杨光林在一旁听了,勃然大怒,喝道:“将这狗官绑下砍了!”但一喝过后,却无人答应,只见闯进十余个小头目来了道:“大寨主,你们个个一身武功,自然不怕,弟兄们却无法逃脱!”

杨光林给他们讲得说不出话来。

清波上人本待三把二把,就撕了来书,这时也手一软,撕不下去,便对那清兵哨官言道:“你回去可告诉李成栋,一日之期,变为三曰。”

哨官昂然去了。

杨光林叫道:“海底蚊,你想投降鞑子吗?”

清波上人叹一口气道:“杨兄,将众小头目全部召来。
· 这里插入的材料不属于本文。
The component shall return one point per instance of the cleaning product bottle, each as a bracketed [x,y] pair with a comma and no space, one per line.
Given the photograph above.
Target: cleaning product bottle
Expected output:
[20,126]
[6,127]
”

杨光林不知他葫芦里卖的什么药,只好依言行事。

一霎间将人召集,清波上人道:“众弟兄困守日久,口有怨言,今晚我与大寨主,决定夜闯清兵的营寨,若能将李成栋擒获,当可解围,若我等未能成事,则是天命,各位意愿如何,可自行裁决!”

众小头目听了,都默默无言散去。

清波上人一看厅堂中武艺过得去的人,计有杨光林、于六、赵敞、齐星中、乔道,连自己也不过六人,便长叹一声,道:“今晚此行自然败多成少,但也说不得了!”

当下准备停当,只待夜来行事。

驼子内伤,已将痊愈,多日未外出,觉得气闷,逐负手出寨闲步,见喽啰们个个东歪西倒,哪里像是大敌在前的光景?不禁暗暗叹气。

此时天色已近黄昏,只见山下一个个帐幕,像雨后草菇一般大小,看了一番,心中猛地一动,大叫道:“我们中了计也!”飞也似跑了回去,叫道:“麦兄、杨兄,清兵有诈!”

清波上人道:“什么诈?”

于六道:“天色黄昏,兵营中绝无炊烟上升,不是诈是什么?”

此言一出,众人精神大振,都走了出去一看,果然天色清明,不见清营中有炊烟升起,杨光林道:“妈拉巴子是空城计,快冲了下去!”